La Commission note que le Conseil Régional interviendra dans ce domaine en complément
de l'insuffisance des aides de l'Etat et apportera son soutien aux pêcheurs
qui présenteront des projets de mise d'armements de bateaux à la grande pêche
dans les segments autorisés pour La Réunion notamment celui des poissons pélagiques
.
Elle souligne que la grande pêche est un secteur porteur et qu'il convient de
prendre toutes les dispositions pour avoir le maximum de retombées économiques
pour La Réunion.
- La poursuite des efforts du Conseil Régional auprès des instances européennes pour obtenir la garantie d'un financement pérenne sur 6 ans d'AGRIDIF (Association pour l'expertise des AGRIgriculteurs en DIFficulté) permettant à cette dernière de mener plus sereinement, une politique de redressement des exploitations agricoles en difficulté.
- L'évolution de la conception de la Politique d'Aménagement des Hauts.
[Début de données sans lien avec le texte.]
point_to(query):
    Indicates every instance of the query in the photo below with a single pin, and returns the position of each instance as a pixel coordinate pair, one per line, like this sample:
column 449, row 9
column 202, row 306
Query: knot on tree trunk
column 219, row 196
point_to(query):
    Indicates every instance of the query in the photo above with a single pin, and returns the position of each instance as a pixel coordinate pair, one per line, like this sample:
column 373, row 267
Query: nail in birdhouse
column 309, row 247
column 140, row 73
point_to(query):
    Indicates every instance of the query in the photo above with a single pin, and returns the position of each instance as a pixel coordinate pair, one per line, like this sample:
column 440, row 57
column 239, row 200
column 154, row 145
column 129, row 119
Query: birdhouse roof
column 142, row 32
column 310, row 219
En effet, aux 2 premières périodes de la mise en place de la politique d'Aménagement des Hauts -celle du développement des infrastructures rurales puis celle de l'animation rurale- succède la prise en compte du cadre de vie et ce, selon une approche intégrée territoriale d'aménagement (opération " coup de pinceau ", regroupement de l'habitat, structuration des bourgs, adaptation de l'architecture à l'environnement rural des Hauts, …).
" AMENAGEMENT, ENVIRONNEMENT ET TRAVAUX PUBLICS "
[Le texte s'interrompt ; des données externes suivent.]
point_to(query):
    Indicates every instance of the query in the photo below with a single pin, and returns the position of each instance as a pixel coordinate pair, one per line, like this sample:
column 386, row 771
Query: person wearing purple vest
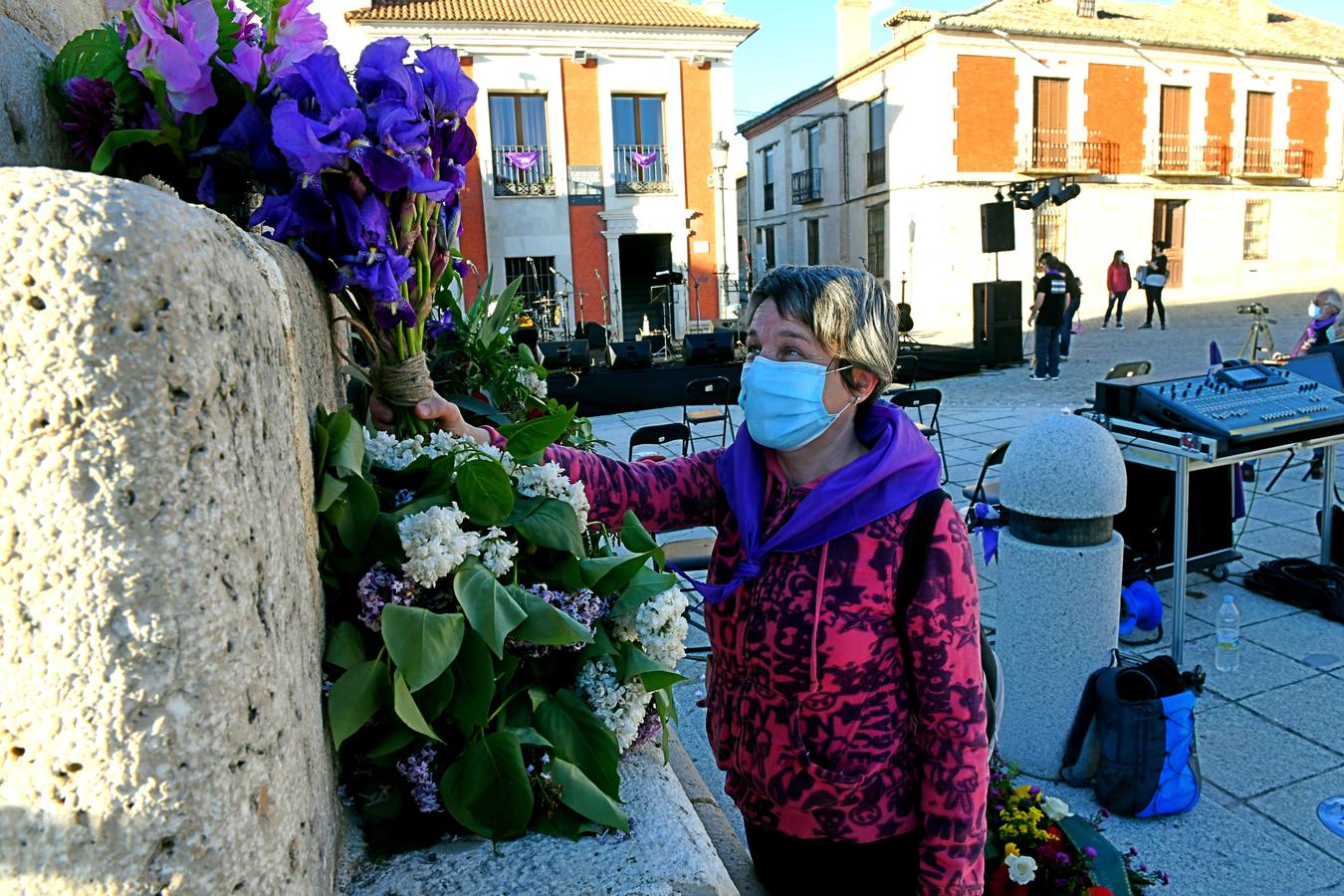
column 853, row 747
La Commission " Aménagement, Environnement et Travaux Publics" prend acte des Orientations Budgétaires de la Collectivité Régionale pour l'exercice 2000.
Elle acte que l'élaboration de la stratégie en 2000 s'avère délicate compte tenu des négociations en cours en vue de la contractualisation du prochain Contrat de Plan Etat-Région et du Plan de Développement Régional III qui couvriront la période 2000-2006. Elle constate que les Orientations Budgétaires demeurent dans l'attente des choix définitifs qui seront fixés fin octobre 1999.
Toutefois, malgré ces zones d'incertitude, la Commission regrette que les Orientations Budgétaires 2000 pour le secteur " Aménagement, Environnement et Déplacements " soient davantage une reproduction des orientations de la mandature plutôt que des Orientations Budgétaires pour l'année 2000. Elle regrette particulièrement, en ce qui concerne le réseau routier, le manque de précision sur les travaux prévus pour le prochain exercice. La Commission considère indispensable que la collectivité régionale établisse un programme détaillé des investissements routiers à réaliser avec des projets finalisés sur la durée de la mandature.
Les observations de la Commission sur les Orientations Budgétaires sont les suivantes :
1 - Avoir un rôle moteur dans l'aménagement et le développement durable du territoire
* Poursuivre et consolider la mise en application du Schéma d'Aménagement Régional
La Commission approuve la mise en place, en direction des communautés de communes, d'un régime d'aides à l'élaboration de schémas directeurs, document de planification déclinant les orientations du SAR.
Elle estime que plus que jamais, 4 ans après l'élaboration du SAR, il est indispensable que les POS des communes soient en conformité avec ce document et encourage la collectivité à s'impliquer dans la finalisation des procédures de révision des POS qui ne sont pas encore compatibles avec le SAR. L'Etat doit prendre toutes ses responsabilités en la matière et exercer son pouvoir de substitution.
* Repenser les questions urbaines, rattraper le retard en équipements structurants et accompagner la croissance
La Commission réitère son souhait relatif à la mise en place dans les plus brefs délais d'un établissement public foncier (E.P.F.), outil privilégié d'une politique foncière à moyen et long terme.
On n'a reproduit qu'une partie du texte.